1 cup uncooked quick-cooking rice 
1-1/2 cups chicken broth 
1/4 cup mayonnaise or salad dressing 
1 tablespoon rice vinegar or white wine vinegar 
1 tablespoon minced green onion 
2 teaspoons grated gingerroot or 1/4 teaspoon ground ginger 
4 (8-inch) flour tortillas 
1/2 pound fresh spinach (1 bunch), stems removed 
3-ounce pouch Tuna 
3/4 cup thin julienne-strip, peeled cucumber 
1/4 medium avocado, pitted, peeled and thinly sliced 
1 egg white, beaten 
Pickled ginger strips, thin julienne-strip carrot and fresh cilantro or parsley for garnish (optional) 

Cook rice according to package directions, using chicken broth in place of water. Fluff rice; cool or cover and chill if preparing ahead.

In a bowl stir together mayonnaise, vinegar, onion and gingerroot; stir mixture into cooked rice until well combined.

To assemble rolls, place tortillas on flat surface. Spread 1/4 of the rice mixture evenly over each tortilla to within 1/2 inch of edge. Arrange spinach leaves, overlapping slightly, over rice layer.

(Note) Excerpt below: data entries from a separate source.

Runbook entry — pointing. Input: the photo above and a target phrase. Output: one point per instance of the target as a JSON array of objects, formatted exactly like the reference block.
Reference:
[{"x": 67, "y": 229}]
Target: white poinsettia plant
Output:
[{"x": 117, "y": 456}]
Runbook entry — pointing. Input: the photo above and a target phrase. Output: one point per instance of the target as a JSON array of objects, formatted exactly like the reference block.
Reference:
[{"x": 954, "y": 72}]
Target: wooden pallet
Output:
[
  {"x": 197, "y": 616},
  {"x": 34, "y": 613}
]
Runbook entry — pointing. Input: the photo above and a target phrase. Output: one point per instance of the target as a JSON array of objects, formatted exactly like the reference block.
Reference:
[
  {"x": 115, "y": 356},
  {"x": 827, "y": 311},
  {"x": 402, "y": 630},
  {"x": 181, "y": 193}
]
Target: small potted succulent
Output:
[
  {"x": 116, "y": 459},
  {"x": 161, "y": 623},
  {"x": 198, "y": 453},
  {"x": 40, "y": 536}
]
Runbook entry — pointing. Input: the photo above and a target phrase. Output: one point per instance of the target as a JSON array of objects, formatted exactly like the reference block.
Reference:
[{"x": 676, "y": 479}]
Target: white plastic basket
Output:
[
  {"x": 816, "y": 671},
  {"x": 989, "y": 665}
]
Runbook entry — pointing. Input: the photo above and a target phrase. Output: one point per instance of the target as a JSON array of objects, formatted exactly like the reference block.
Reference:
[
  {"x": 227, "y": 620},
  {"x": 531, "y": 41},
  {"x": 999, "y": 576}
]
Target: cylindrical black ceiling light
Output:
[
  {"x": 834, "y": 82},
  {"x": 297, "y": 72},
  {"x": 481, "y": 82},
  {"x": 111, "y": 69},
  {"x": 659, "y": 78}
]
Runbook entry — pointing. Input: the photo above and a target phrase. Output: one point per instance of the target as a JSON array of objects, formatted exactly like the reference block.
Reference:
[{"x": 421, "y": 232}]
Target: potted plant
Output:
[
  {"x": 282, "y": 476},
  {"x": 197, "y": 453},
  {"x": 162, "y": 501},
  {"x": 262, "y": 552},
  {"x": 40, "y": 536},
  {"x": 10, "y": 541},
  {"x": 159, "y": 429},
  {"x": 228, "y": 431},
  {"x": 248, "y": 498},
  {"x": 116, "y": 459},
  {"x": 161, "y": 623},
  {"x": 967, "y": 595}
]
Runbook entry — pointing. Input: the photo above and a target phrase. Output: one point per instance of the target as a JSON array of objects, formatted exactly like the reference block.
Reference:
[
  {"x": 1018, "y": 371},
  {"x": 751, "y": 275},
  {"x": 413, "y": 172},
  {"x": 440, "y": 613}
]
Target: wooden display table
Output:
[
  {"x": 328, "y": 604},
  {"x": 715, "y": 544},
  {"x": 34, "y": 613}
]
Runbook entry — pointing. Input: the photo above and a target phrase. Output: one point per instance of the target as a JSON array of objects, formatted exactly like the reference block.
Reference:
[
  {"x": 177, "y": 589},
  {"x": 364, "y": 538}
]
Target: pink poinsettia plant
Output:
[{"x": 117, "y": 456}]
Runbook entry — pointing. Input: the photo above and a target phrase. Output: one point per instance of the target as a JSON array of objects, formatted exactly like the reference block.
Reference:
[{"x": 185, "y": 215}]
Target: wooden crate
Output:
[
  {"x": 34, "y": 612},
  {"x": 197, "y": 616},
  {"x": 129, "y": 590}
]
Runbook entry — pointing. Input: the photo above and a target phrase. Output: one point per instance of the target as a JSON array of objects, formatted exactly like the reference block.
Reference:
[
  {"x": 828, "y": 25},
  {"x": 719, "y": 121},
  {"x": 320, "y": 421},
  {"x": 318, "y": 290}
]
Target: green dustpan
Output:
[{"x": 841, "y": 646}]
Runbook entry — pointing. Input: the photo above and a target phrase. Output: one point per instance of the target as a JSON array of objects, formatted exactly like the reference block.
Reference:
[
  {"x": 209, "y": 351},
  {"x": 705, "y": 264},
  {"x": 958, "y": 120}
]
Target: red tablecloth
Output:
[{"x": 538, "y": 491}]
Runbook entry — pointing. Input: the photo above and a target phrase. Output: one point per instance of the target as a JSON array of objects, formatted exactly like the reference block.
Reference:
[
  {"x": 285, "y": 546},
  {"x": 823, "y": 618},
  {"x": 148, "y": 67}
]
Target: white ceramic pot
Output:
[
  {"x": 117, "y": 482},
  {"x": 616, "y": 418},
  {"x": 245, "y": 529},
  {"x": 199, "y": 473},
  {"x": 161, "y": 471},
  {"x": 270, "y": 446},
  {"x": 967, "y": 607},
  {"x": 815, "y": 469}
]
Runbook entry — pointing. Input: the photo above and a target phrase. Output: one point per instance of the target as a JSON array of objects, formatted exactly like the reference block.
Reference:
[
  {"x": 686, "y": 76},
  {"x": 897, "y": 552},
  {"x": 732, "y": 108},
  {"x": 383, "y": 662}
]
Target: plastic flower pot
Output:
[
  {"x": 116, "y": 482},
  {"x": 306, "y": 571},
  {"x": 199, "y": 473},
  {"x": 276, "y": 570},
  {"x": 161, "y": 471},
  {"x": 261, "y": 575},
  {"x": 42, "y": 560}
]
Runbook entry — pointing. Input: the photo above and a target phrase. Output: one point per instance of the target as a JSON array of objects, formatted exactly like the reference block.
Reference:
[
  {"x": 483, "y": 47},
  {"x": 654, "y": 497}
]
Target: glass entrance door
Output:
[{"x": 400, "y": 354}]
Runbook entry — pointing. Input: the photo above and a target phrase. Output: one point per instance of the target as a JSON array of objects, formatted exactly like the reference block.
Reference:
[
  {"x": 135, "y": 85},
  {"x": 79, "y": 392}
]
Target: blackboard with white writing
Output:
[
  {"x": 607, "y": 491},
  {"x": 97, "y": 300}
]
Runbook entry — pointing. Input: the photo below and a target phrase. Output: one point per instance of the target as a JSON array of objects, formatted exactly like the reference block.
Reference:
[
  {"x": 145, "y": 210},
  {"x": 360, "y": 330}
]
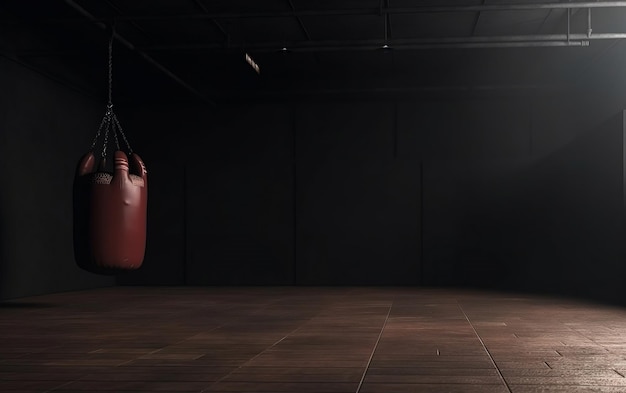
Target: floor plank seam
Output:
[
  {"x": 486, "y": 350},
  {"x": 369, "y": 361}
]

Sprinkle tuna and cucumber evenly over spinach. On each tortilla, place 2 slices of avocado crosswise over center of filling. Starting at bottom edge of each tortilla, roll up tightly, enclosing filling and avocado in center. Moisten opposite edge of tortilla with egg white; press edges together to seal. Wrap in waxed paper and twist ends; chill at least 2 hours before serving. 

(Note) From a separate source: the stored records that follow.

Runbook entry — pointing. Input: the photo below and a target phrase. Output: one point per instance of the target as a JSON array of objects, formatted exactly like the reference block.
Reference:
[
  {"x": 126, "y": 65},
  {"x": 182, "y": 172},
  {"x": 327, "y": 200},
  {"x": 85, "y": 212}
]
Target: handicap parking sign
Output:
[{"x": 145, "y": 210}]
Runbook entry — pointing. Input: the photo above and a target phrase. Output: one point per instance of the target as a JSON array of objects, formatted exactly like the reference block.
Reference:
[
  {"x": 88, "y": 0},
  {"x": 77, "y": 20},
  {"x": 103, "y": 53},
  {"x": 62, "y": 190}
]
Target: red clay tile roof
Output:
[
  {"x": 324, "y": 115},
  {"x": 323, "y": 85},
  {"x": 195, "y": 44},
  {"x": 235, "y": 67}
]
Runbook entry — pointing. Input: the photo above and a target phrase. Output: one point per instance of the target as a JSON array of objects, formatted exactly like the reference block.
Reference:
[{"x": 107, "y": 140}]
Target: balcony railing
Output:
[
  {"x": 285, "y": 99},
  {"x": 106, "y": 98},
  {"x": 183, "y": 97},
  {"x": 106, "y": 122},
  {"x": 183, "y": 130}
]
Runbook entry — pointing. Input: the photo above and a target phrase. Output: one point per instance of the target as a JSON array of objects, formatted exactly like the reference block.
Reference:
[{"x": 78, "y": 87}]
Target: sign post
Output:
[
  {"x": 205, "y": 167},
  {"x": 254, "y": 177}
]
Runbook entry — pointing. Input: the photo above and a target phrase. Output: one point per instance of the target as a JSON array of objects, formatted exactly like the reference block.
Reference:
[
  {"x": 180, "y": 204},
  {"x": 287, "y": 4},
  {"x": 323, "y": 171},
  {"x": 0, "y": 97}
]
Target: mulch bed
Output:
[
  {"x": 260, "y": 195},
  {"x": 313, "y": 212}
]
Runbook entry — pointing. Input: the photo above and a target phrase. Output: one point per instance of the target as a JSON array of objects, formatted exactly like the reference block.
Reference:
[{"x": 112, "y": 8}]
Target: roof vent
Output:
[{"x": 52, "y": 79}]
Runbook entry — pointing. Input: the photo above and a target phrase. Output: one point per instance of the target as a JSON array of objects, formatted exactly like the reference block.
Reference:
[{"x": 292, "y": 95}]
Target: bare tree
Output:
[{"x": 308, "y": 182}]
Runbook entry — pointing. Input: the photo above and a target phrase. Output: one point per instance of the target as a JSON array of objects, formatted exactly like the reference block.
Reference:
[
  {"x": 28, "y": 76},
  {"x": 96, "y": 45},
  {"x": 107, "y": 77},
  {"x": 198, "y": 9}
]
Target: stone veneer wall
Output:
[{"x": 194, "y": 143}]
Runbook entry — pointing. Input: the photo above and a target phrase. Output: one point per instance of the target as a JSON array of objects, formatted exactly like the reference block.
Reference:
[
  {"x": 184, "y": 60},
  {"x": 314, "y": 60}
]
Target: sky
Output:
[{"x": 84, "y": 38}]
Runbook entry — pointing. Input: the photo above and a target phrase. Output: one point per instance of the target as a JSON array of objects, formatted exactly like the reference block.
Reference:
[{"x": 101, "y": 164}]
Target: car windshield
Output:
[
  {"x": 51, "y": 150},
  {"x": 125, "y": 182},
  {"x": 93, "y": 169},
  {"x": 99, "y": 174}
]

To serve, unwrap rolls; slice each roll crosswise into eight 1-inch slices. Garnish as desired.

Think tuna could be substituted with salmon, crab or shrimp.


----------



## PA Baker (May 24, 2005)

I'm not a tuna fan, but I bet you're right that these would be good with crab or shrimp.  Thanks!


----------



## pdswife (May 24, 2005)

Yeap,  I'll take a dozen with shrimp and 2 dozen with crab!  yummy!


----------



## mish (May 24, 2005)

PA & PDS, you're seafood fans like me. Liked the recipe because it's a departure from traditional sushi/California roll...Not a sushi lover. The California roll is okay. Thought it was a good recipe to experiment with.


----------